- Born: 1953 (age 72–73) Sukdebpur, Dinajpur District, East Bengal, Dominion of Pakistan
- Education: Dhaka Medical College (MBBS); National Institute of Traumatology and Orthopedic Rehabilitation (MS);
- Occupation: Orthopedic surgeon
- Awards: Independence Day Award 2021

= M. Amjad Hossain =

M. Amjad Hossain (born 1953) is an orthopedic surgeon and a fighter during the Bangladesh Liberation War. He was awarded the Independence Award (Swadhinata Padak) in 2021. He is known nationally and internationally for his works. Professor Dr. M. Amjad Hossain is a leading orthopedic surgeon in Bangladesh, specializing in orthopedics and trauma.

== Participation in Liberation war ==
Hossain took part in the Bangladesh Liberation War in 1971. During the war, he sustained an injury on his femur and underwent treatment at Indian military hospitals.

== Education and career ==

Hossain earned his MBBS (Bachelor of Medicine, Bachelor of Surgery) degree and went on to pursue his MS (Master of Surgery) in Orthopaedics.

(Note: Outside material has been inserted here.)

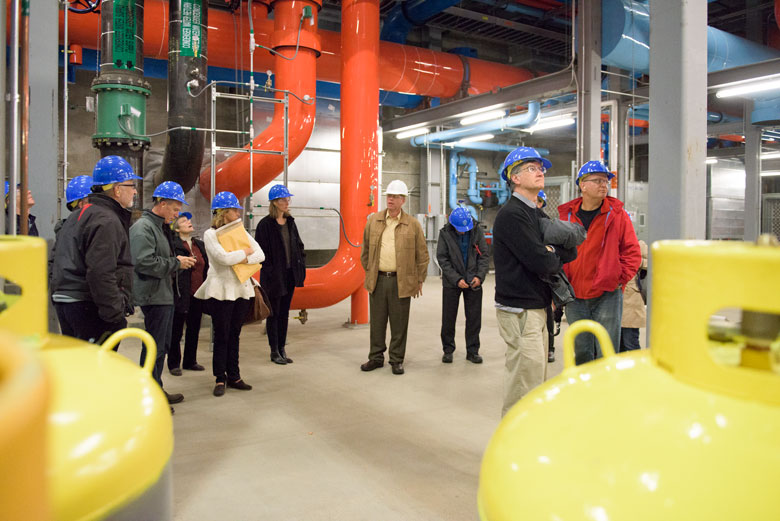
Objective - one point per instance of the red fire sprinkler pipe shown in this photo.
(298, 76)
(344, 275)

He further enhanced his expertise by becoming an AO Fellow in Germany, indicating advanced training in trauma surgery from the Association for the Study of Internal Fixation.

Hossain served as Professor and Head of the Department of Orthopedic Surgery at Dhaka Medical College, Dhaka. Currently, he holds the position of Chief Consultant and Head of the Department of Orthopedic Surgery at Labaid Specialized Hospital in Dhanmondi, Dhaka.

Hossain is recognized for his contributions to total hip and knee arthroplasty, helping patients with severe joint pain regain mobility and independence.